Setelah menunggu cukup lama, akhirnya Joshua di biarkan masuk oleh prajurit kerajaan Fantasia.


Joshua dan pengawal nya diantarkan oleh prajurit sampai ke depan pintu masuk istana, saat di depan pintu masuk terdapat dua pelayan cantik yang menyambut Joshua. Sedangkan para pengawal nya tidak di perbolehkan masuk. Hanya satu pengawal saja yang boleh memasuki istana.


Joshua pun memutuskan untuk tidak membawa pengawal ke dalam istana.


pintu di bukakan oleh dua orang prajurit. Kemudian pelayan yang menyambut Joshua mengantar Joshua ke dalam istana.


Joshua berjalan di dalam istana, ia melihat ke sekeliling istana.


Sudah kuduga istana ini lebih bagus dari pada istana milikku. Kata Joshua dalam pikiran nya.


Joshua di antar ke ruang tahta, kerajaan. Saat sampai di depan ruang tahta, lima orang membuka pintu ruang tahta yang sangat besar.


Mereka berlima membuka pintu dengan bersusah payah, setelah beberapa detik akhirnya pintu ruang tahta terbuka secara sempurna.


Joshua pun memasuki ruang tahta itu. Saat masuk kedalam semua orang sudah dalam posisi berlutut. Kecuali Charles dan Carla. Mereka berdua duduk di singgassana.


Di depan Joshua terdapat dua singgassana. Singgassana itu terletak sangat tinggi, ada beberapa tangga untuk sampai ke sana. Singgassana satu di duduki oleh Charles dan yang satunya di duduki Carla.


Sementara itu ke empat selir dan ke empat putri berlutut di bawah singgassana.


Joshua berjalan mendekati singgassana, saat Joshua berada di tengah ruangan. Joshua juga ikut berlutut.


"Maafkan kelancangan hamba karena datang mendadak hari ini." Kata Joshua.


Charles, Carla, ke empat putri dan ke empat selir kebingungan melihat sikap Joshua. Mereka berfikir bagaimana bisa seorang raja merendahkan dirinya di hadapan raja yang lain.


"Berdiri Joshua.... Seorang raja tidak seharus nya berlutut di hadapan raja lain. Kedudukan kita setara." Kata Charles.


Joshua berdiri, kemudian ia melihat kearah Charles dengan wajah tersenyum. "Aku hanya ingin merasakan berlutut di hadapan orang lain. Selama ini aku hanya melihat orang yang berlutut di hadapan ku. Jadi untuk sikap ku yang tadi jangan di pikirkan, yang tadi itu hanya bercanda."


"Hahahahaha." Charles tertawa. "Begitu ya... Jadi apa yang ingin kau bicarakan? Sampai-sampai kau menemui ku secara langsung."


"Sebenarnya tidak ada yang ingin ku bicarakan."


"Eh." Kata Semua orang yang ada di ruang tahta.
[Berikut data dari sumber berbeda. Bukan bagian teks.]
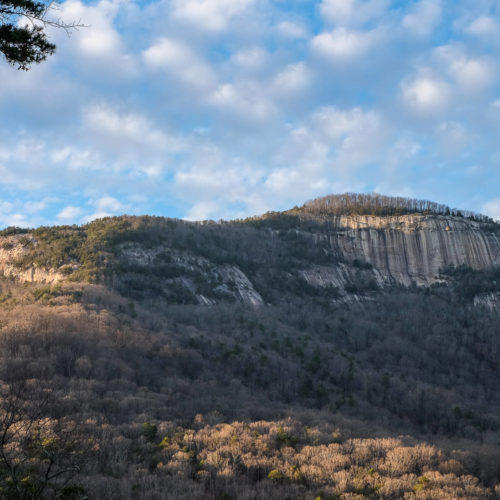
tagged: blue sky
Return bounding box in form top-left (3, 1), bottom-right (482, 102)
top-left (0, 0), bottom-right (500, 227)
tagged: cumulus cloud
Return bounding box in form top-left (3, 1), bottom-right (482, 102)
top-left (57, 205), bottom-right (83, 222)
top-left (0, 0), bottom-right (500, 224)
top-left (83, 196), bottom-right (127, 222)
top-left (311, 28), bottom-right (382, 61)
top-left (435, 44), bottom-right (495, 92)
top-left (142, 38), bottom-right (217, 90)
top-left (402, 0), bottom-right (442, 37)
top-left (273, 62), bottom-right (312, 95)
top-left (83, 104), bottom-right (185, 158)
top-left (276, 21), bottom-right (307, 39)
top-left (172, 0), bottom-right (255, 31)
top-left (320, 0), bottom-right (389, 26)
top-left (401, 75), bottom-right (451, 116)
top-left (465, 15), bottom-right (500, 38)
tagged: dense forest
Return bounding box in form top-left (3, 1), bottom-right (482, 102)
top-left (0, 197), bottom-right (500, 500)
top-left (302, 193), bottom-right (493, 222)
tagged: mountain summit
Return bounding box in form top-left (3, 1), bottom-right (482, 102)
top-left (0, 194), bottom-right (500, 500)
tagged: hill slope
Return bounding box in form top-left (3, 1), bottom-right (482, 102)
top-left (0, 193), bottom-right (500, 499)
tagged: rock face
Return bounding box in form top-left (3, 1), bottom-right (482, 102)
top-left (329, 215), bottom-right (500, 286)
top-left (0, 213), bottom-right (500, 307)
top-left (0, 235), bottom-right (64, 283)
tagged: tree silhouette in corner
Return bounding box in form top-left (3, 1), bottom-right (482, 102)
top-left (0, 0), bottom-right (82, 70)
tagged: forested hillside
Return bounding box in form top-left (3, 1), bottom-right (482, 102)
top-left (0, 193), bottom-right (500, 500)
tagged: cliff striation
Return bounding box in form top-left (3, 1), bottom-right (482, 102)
top-left (329, 215), bottom-right (500, 286)
top-left (0, 194), bottom-right (500, 306)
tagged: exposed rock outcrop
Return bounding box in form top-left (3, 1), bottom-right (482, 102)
top-left (320, 215), bottom-right (500, 286)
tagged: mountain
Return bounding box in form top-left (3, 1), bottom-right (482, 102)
top-left (0, 194), bottom-right (500, 499)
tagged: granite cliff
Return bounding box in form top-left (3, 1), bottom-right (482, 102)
top-left (0, 198), bottom-right (500, 306)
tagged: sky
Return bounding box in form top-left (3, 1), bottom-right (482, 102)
top-left (0, 0), bottom-right (500, 227)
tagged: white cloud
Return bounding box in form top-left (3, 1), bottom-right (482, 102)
top-left (311, 28), bottom-right (382, 61)
top-left (57, 205), bottom-right (83, 222)
top-left (53, 0), bottom-right (138, 79)
top-left (83, 104), bottom-right (185, 155)
top-left (483, 198), bottom-right (500, 222)
top-left (273, 62), bottom-right (312, 95)
top-left (401, 75), bottom-right (451, 116)
top-left (402, 0), bottom-right (442, 37)
top-left (172, 0), bottom-right (255, 32)
top-left (435, 44), bottom-right (495, 92)
top-left (276, 21), bottom-right (307, 39)
top-left (231, 47), bottom-right (269, 71)
top-left (142, 38), bottom-right (217, 91)
top-left (437, 120), bottom-right (471, 155)
top-left (208, 82), bottom-right (276, 122)
top-left (320, 0), bottom-right (389, 26)
top-left (83, 196), bottom-right (127, 222)
top-left (465, 16), bottom-right (500, 39)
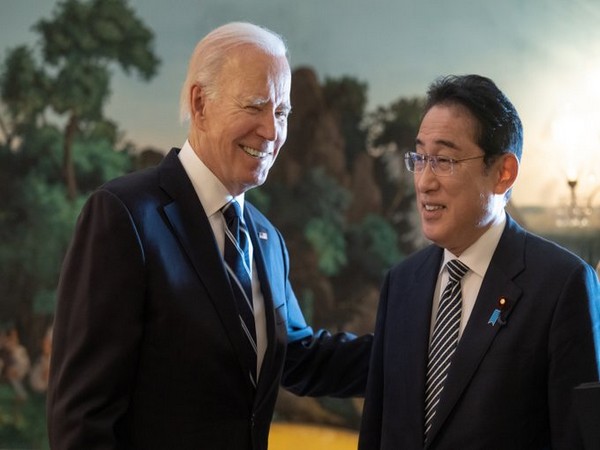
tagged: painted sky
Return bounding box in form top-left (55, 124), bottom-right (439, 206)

"lalu kenapa kau datang kesini?" Tanya Charles.


"Sebenarnya aku datang ke sini hanya untuk mengetes Putra ku."


"Mengetes Putra mu?" Tanya Charles.


"Itu benar. Saat ini aku mengetes Alex. Apakah dia bisa memimpin negara saat kutinggalkan. Karena itulah aku datang ke sini lebih cepat, tujuan ku sebenarnya hanya untuk mengetes Alex. maafkan aku jika kedatangan ku merepotkan."


Mendengar perkataan Joshua membuat Charles berfikir. Ternyata bukan aku saja yang memberikan tes pada anak-anak ku. Joshua ternyata juga memberikan tes pada Putra nya. Pikir Charles.